This week in Medicare updates—2/28/18

February 28, 2018
Medicare Insider

Medicare Improperly Paid Providers for Specimen Validity Tests Billed in Combination with Urine Drug Tests

On February 20, the OIG published the results of a Review of Medicare to determine whether Medicare payments to providers for specimen validity tests complied with Medicare billing requirements from 2014 through 2016. The OIG found that Medicare improperly paid 4,480 providers a total of $66.3 million for specimen validity tests combined with urine drug tests despite the fact that this combination of tests should be a rare occurrence. These improper payments were due to a combination of providers not following Medicare guidance and inadequate CMS system edits. Although CMS implemented a new system edit for these payments on April 1, 2016, Medicare still issued $1.8 million in improper payments through the final months of the audit period (April 1, 2016 - December 31, 2016).

The OIG recommends CMS direct Medicare contractors to recover the $66.3 million in improper payments. It also recommends CMS strengthen system edits to prevent more of these improper payments and educate providers on how to properly bill for specimen validity and urine drug tests. CMS concurred with the OIG’s recommendations and asked the OIG for data needed to follow up on the status of the payments. The OIG said it will provide the necessary data to CMS.


Medicare Compliance Review of Memorial University Medical Center

On February 21, the OIG published a Review of Memorial University Medical Center to determine whether Memorial complied with Medicare requirements for billing inpatient and outpatient services on a random sample of 131 claims. The OIG found Memorial did not fully comply with Medicare billing requirements for 39 of the 131 claims, resulting in $599,530 of overpayments in 2015 and 2016 for those claims. The OIG estimated that the hospital received at least $1.4 million in overpayments during those years based on the results from the random sample.   

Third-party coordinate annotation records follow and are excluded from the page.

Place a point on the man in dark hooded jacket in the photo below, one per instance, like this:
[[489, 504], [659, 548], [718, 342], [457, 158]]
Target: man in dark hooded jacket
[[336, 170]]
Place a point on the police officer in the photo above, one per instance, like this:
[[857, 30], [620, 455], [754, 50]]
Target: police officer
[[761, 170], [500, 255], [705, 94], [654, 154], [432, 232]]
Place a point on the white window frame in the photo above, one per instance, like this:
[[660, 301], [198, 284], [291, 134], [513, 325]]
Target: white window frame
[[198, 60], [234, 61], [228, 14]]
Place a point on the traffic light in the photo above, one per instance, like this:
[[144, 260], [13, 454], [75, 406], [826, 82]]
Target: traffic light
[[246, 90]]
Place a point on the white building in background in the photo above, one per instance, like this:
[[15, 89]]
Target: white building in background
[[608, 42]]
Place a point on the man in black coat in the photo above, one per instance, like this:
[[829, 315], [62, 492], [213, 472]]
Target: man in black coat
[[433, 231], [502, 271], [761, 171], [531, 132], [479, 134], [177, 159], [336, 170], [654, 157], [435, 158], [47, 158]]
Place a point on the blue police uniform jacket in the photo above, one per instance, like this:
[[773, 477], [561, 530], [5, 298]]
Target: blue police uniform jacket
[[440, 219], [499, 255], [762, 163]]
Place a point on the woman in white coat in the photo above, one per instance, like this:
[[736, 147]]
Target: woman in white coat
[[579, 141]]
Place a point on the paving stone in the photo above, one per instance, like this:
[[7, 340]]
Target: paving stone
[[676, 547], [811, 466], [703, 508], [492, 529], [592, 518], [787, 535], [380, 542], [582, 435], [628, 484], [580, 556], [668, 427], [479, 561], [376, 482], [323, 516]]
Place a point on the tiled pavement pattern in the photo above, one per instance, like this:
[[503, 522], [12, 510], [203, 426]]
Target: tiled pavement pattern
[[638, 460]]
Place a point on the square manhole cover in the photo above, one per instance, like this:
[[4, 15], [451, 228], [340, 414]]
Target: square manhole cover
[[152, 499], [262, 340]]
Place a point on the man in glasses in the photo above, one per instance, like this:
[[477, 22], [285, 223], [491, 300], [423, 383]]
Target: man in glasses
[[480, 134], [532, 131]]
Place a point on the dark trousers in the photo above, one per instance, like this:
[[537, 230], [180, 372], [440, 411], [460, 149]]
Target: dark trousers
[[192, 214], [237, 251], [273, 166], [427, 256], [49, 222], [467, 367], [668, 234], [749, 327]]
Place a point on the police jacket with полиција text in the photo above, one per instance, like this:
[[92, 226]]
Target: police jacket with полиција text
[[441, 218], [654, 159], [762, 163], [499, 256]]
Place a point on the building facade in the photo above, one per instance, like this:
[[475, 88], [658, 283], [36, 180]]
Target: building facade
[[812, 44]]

The OIG found that 23 of the 36 inpatient claims that were billed in error were due to inpatient rehabilitation facility services incorrectly billed as inpatient services. All three outpatient claims billed in error were due to the hospital incorrectly billing Medicare for medical devices under warranty, as these claims did not contain value code FD due to human error. The OIG recommended Memorial refund Medicare the estimated $1.4 million in overpayments, identify and return any additional overpayments, and strengthen controls to ensure full compliance. Memorial did not agree with all of the OIG findings and specifically objected to 17 claim errors related to inpatient rehabilitation facility services.


Enforcement Instruction on Supervision Requirements for Outpatient Therapeutic Services in Critical Access Hospitals and Small Rural Hospitals

On February 22, CMS published a Notice informing providers in critical access hospitals and small rural hospitals of a provision from the Bipartisan Budget Act of 2018, which extends CMS instruction to not enforce supervision requirements for therapeutic services provided to outpatients in these facilities. The Act extends the enforcement instruction through December 31, 2017. The 2018 OPPS/ASC final rule also continues the enforcement instruction for calendar years 2018 and 2019.

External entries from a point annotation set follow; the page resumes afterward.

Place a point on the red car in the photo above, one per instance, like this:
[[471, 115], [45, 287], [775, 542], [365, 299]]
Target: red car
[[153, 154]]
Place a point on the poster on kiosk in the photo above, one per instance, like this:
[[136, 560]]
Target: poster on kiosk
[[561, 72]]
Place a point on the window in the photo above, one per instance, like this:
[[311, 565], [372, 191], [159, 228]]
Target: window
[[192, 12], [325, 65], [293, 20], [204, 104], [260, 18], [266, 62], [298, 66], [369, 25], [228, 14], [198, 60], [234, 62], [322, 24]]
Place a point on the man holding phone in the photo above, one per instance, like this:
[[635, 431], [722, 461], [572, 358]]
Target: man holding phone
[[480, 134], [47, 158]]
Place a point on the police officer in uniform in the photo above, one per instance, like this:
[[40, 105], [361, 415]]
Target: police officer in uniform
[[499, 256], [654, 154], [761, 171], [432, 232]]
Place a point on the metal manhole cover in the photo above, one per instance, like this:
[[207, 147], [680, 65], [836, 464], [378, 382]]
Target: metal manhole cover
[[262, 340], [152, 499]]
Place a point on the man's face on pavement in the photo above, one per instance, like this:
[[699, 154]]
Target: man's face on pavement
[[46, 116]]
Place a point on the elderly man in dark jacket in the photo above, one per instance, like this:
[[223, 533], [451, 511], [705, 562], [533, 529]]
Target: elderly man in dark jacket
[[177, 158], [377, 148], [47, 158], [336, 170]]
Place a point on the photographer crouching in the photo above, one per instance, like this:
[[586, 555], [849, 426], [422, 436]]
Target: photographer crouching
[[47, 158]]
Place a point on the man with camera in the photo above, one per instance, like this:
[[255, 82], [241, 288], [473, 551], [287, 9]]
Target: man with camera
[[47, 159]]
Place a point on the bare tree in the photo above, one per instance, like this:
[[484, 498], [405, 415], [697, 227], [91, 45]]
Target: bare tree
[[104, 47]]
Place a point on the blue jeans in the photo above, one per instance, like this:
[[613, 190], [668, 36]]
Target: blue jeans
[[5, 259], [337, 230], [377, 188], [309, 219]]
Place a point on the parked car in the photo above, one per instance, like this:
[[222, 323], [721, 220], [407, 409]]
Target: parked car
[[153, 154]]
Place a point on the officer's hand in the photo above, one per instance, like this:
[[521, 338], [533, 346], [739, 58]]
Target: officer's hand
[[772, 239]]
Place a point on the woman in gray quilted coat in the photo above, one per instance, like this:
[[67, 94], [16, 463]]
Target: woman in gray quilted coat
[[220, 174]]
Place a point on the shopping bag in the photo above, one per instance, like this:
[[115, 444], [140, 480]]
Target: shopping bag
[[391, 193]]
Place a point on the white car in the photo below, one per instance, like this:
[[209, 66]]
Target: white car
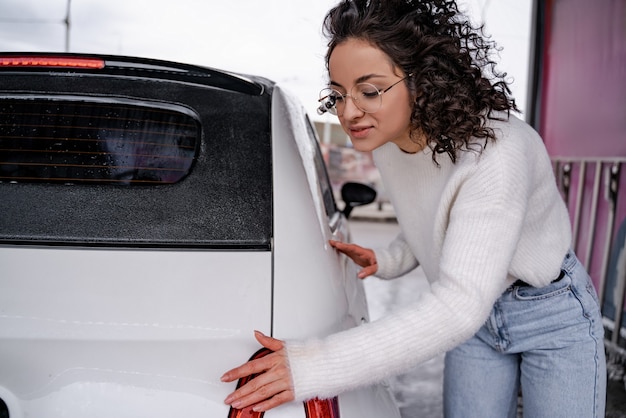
[[152, 215]]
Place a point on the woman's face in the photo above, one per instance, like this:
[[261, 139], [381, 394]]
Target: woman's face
[[356, 61]]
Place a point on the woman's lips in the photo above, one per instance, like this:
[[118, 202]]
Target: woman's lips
[[359, 132]]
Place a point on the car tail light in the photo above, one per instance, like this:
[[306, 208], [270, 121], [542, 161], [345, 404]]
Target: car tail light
[[322, 408], [313, 408], [65, 62]]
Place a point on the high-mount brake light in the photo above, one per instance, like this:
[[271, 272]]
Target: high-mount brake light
[[313, 408], [56, 62]]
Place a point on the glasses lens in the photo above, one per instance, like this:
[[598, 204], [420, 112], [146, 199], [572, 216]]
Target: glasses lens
[[367, 97], [328, 100]]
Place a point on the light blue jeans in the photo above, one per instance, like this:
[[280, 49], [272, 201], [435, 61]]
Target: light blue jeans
[[548, 340]]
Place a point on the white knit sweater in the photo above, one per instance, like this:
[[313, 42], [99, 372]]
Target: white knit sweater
[[475, 227]]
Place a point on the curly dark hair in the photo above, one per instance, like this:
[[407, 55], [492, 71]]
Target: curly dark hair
[[454, 80]]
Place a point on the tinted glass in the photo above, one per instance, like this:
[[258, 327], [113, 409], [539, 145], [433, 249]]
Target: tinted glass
[[72, 140]]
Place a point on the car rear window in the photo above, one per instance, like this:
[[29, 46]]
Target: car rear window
[[73, 140], [148, 162]]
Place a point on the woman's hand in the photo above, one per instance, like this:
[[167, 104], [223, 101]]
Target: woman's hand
[[272, 387], [363, 257]]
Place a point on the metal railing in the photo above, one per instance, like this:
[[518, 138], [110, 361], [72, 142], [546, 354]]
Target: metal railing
[[597, 205]]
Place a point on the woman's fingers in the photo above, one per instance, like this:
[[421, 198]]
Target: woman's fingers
[[267, 390], [271, 387], [268, 342]]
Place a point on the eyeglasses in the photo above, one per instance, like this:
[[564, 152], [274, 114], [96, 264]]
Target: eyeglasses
[[365, 96]]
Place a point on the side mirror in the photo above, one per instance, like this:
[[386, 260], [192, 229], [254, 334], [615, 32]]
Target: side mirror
[[356, 194]]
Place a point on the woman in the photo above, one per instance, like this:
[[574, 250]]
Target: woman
[[478, 207]]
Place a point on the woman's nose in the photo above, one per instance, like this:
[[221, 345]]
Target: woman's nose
[[351, 110]]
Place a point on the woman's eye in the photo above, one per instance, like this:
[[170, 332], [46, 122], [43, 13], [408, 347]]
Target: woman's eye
[[368, 94]]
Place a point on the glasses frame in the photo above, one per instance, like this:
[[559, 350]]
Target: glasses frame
[[332, 109]]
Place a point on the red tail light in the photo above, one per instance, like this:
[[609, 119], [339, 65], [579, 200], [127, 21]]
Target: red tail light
[[313, 408], [322, 408], [65, 62]]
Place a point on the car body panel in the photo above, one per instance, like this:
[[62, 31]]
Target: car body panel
[[155, 331], [132, 301]]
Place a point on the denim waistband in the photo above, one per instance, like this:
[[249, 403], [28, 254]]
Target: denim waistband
[[569, 262]]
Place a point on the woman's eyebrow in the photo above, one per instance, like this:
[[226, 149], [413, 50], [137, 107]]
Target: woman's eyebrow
[[362, 79]]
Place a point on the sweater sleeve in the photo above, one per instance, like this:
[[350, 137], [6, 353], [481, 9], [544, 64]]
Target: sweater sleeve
[[395, 260]]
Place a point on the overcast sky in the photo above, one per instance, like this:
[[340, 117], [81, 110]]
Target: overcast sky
[[278, 39]]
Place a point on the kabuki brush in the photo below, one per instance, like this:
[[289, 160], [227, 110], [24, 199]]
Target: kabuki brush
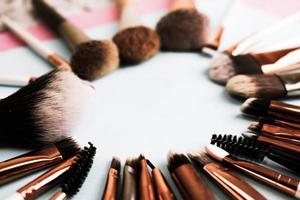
[[135, 42], [45, 111], [112, 181], [35, 160], [265, 175], [261, 107], [55, 175], [163, 190], [187, 179], [254, 150], [235, 187], [91, 59], [184, 28]]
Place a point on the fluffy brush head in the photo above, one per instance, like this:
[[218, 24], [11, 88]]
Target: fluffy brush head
[[137, 44], [94, 59], [45, 110], [76, 175], [261, 86], [183, 30]]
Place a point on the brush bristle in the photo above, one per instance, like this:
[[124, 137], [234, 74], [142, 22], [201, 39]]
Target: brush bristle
[[67, 147], [45, 111], [183, 30], [176, 160], [137, 44], [261, 86], [256, 106], [76, 175], [241, 147], [94, 59]]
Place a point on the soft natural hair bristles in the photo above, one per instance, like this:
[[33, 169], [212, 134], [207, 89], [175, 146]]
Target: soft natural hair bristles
[[45, 111], [261, 86], [256, 106], [176, 160], [94, 59], [183, 30], [76, 175], [137, 44]]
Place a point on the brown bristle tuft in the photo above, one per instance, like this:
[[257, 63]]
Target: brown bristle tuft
[[261, 86], [137, 44], [94, 59], [183, 30]]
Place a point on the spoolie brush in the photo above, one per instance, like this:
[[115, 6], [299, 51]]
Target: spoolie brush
[[44, 111], [264, 86], [135, 42], [184, 28], [91, 59]]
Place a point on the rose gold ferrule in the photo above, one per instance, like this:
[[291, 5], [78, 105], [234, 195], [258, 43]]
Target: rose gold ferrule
[[230, 183], [163, 190], [145, 185], [111, 188], [272, 178], [28, 163], [45, 181], [190, 184]]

Form CMS-855O Processing Guide

On February 23, CMS published Medicare Program Integrity Transmittal 773 to add a supplementary guide educating providers and suppliers on the preparation and submission of the CMS-855O form (Medicare Enrollment Application).  

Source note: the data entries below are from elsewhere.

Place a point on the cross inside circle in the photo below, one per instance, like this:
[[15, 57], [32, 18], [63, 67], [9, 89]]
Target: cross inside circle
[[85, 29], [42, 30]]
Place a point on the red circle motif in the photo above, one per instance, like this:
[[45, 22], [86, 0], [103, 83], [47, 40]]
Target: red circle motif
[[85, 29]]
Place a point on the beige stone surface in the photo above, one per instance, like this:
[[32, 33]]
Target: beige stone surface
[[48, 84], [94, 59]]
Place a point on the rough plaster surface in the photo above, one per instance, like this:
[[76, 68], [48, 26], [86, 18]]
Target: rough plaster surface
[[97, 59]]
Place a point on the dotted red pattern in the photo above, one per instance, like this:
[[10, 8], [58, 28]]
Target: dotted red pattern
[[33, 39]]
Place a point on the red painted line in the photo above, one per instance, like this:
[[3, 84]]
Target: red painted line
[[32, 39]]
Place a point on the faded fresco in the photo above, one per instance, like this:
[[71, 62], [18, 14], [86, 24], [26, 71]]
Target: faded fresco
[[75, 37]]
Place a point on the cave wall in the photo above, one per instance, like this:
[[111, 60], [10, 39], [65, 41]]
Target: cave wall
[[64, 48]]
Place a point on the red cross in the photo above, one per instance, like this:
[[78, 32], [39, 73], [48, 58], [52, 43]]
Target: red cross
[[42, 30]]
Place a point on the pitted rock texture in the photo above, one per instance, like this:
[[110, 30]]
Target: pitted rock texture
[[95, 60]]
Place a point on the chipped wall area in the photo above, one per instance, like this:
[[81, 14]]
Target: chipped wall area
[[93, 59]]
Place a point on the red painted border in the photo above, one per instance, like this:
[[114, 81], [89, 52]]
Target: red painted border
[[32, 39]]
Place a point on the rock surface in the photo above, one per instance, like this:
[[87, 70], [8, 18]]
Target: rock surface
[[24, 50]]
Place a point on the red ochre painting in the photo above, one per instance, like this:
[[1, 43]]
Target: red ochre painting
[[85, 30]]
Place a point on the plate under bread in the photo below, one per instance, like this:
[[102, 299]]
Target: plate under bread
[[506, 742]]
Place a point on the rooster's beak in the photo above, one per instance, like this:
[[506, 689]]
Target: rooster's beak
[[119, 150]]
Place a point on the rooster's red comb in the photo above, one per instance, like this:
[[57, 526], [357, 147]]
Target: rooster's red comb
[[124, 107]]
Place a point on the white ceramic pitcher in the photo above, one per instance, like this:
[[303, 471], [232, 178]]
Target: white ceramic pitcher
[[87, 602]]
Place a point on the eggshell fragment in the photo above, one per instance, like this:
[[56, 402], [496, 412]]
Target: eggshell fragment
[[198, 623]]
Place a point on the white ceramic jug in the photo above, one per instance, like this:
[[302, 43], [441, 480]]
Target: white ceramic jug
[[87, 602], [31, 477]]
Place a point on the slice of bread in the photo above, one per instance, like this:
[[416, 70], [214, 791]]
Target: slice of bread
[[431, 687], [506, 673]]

Effective date: March 23, 2018

Implementation date: March 23, 2018


Clarification of Instructions Regarding the Intensive Level of Rehabilitation Therapy Services Requirements

On February 23, CMS published Medicare Program Integrity Transmittal 771 to clarify instructions for conducting medical review of inpatient rehabilitation facility claims when reviewing the requirements for the intensive level of rehabilitation therapy services. The new guidance states absolute claim denials should not be made solely if the industry standard therapy time requirement is not met. It also states claims should not be denied solely because a rationale to justify group therapy was not submitted in response to an additional documentation request.